Premesso questo, penso che ora sia più semplice comprendere lo scenario in cui abbiamo attivato la nostra partecipazione al progetto “Arte che cura” del gruppo Redancia. Nonostante ad oggi siano “passati” già 3 Diari di Bordo dal nostro servizio (e uno attualmente in attesa di essere completato e spedito), le persone che hanno collaborato e collaborano al progetto, si dicono ancora un po’ confuse, tanto che a volte ci richiedono di spiegarne nuovamente il funzionamento.

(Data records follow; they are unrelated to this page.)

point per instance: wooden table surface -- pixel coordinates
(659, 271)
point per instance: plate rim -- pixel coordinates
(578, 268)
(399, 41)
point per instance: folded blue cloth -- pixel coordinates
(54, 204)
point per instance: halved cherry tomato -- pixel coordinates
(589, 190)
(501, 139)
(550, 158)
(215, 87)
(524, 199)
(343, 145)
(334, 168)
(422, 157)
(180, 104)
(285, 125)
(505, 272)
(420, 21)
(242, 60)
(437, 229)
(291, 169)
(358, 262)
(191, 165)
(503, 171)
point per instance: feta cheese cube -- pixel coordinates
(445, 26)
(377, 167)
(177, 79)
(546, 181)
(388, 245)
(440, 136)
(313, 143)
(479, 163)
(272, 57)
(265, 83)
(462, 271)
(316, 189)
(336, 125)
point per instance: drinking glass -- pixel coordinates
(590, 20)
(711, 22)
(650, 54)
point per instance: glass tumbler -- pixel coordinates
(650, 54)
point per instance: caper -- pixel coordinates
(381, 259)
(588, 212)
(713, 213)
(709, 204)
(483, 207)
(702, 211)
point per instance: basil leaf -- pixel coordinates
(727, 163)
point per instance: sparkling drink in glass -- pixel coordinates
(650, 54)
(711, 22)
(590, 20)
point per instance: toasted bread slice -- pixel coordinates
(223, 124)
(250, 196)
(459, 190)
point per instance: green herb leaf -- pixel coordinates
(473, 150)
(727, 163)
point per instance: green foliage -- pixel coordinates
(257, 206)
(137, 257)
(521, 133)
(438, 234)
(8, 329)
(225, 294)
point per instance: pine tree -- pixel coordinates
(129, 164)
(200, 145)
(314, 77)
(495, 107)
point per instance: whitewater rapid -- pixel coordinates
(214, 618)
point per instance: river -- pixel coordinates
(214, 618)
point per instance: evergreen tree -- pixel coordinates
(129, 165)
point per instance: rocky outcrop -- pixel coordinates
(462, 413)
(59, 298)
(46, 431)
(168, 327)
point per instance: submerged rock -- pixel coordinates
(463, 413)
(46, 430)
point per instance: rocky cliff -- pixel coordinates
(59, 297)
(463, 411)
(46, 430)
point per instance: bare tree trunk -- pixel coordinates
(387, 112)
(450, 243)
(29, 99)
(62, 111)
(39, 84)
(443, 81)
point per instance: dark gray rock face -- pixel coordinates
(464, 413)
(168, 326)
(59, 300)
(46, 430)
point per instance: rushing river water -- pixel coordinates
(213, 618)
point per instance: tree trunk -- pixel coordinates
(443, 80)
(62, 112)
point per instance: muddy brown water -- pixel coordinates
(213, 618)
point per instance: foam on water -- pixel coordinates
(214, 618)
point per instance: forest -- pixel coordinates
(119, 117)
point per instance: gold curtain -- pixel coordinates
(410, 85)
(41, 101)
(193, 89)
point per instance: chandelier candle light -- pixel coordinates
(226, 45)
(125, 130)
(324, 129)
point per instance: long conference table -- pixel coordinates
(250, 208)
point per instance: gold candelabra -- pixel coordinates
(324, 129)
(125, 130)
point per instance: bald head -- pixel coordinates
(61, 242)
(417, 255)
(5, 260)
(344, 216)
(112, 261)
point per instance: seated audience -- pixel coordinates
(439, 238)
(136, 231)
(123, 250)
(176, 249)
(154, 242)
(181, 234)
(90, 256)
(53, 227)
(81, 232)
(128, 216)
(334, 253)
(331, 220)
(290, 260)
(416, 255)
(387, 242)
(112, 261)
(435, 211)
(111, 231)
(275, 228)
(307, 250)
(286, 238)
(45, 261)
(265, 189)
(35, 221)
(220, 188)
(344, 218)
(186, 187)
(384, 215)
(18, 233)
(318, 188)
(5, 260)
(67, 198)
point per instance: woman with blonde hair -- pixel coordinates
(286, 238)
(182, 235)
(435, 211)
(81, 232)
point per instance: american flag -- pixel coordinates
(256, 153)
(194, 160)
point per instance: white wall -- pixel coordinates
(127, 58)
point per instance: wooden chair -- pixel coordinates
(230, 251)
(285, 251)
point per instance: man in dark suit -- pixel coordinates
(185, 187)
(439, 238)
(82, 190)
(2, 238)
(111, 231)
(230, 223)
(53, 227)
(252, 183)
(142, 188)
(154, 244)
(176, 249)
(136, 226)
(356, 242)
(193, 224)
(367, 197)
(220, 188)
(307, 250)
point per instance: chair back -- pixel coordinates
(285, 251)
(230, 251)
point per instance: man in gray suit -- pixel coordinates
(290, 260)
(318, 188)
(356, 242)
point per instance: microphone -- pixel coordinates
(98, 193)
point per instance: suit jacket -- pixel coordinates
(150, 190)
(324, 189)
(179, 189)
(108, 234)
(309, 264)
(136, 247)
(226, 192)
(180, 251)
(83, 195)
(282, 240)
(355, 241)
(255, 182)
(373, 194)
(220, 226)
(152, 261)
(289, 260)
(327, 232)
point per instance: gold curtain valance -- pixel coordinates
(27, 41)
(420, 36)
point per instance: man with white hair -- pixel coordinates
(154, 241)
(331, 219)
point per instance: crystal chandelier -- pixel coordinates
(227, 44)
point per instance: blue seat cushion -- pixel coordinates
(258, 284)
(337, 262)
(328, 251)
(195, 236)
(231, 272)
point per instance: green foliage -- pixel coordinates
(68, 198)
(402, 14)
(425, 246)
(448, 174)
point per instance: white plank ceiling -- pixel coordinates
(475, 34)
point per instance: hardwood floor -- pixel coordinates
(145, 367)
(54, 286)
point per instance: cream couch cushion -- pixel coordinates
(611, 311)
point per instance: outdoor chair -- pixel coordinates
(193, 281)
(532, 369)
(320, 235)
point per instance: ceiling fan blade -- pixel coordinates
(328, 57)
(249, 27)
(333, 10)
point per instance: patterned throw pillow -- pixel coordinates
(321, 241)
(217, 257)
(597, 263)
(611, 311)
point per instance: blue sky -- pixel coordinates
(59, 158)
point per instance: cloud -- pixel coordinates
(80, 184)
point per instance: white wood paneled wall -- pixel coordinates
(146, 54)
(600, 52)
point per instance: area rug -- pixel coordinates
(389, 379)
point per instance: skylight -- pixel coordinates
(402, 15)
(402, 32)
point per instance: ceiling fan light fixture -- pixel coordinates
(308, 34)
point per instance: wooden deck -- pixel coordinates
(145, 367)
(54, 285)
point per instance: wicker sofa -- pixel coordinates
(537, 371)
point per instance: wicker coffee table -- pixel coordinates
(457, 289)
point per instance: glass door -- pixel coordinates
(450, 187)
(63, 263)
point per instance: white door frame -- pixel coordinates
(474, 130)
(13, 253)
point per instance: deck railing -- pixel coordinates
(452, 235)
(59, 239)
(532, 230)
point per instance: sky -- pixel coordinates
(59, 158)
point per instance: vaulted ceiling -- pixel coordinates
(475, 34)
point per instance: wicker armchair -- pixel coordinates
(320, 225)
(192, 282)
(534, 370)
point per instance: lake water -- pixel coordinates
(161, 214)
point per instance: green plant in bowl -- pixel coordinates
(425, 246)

Questo principalmente perché, a mio avviso, la presenza obbligatoriamente frammentata in struttura, conduce ad una significativa soluzione di continuità e alla mancanza di un filo conduttore che consenta di accompagnare l’utente in un percorso fluido che possa rinnovare quotidianamente il “ricordo” del progetto in atto. Altre difficoltà si aggiungono a quelle già citate, come ad esempio l’impossibilità per alcuni di raggiungere fisicamente la struttura e la necessità di sospensioni precauzionali della presenza in sede per manifestazioni di sintomatologie ascrivibili al Covid19 o per contatti stretti con persone risultate positive all’infezione. Quando possibile le persone che non hanno potuto frequentare il Centro Diurno sono state ugualmente coinvolte nel progetto dei “Diari di Bordo”, utilizzando incontri con l’operatore al domicilio o sul territorio di residenza, telefonate e messaggistica istantanea.
Non so se le nostre modalità di attuazione sono riuscite a mettere “l’arte al centro”, come spiega la Dott.ssa Francesca Fedeli nel suo articolo di febbraio, o a “creare connessioni”: certamente ci abbiamo provato. E continueremo a farlo, magari pensando a nuove strategie di coinvolgimento per stimolare una sempre maggiore partecipazione attiva e consapevole.
Il “gruppo”, in quanto luogo di accoglienza e condivisione delle idee, ha dovuto affrontare – e sta affrontando ancora oggi – un notevole cambiamento, processo che non per forza deve essere letto con sfumature negative ma piuttosto come sinonimo di movimento, trasformazione, apprendimento.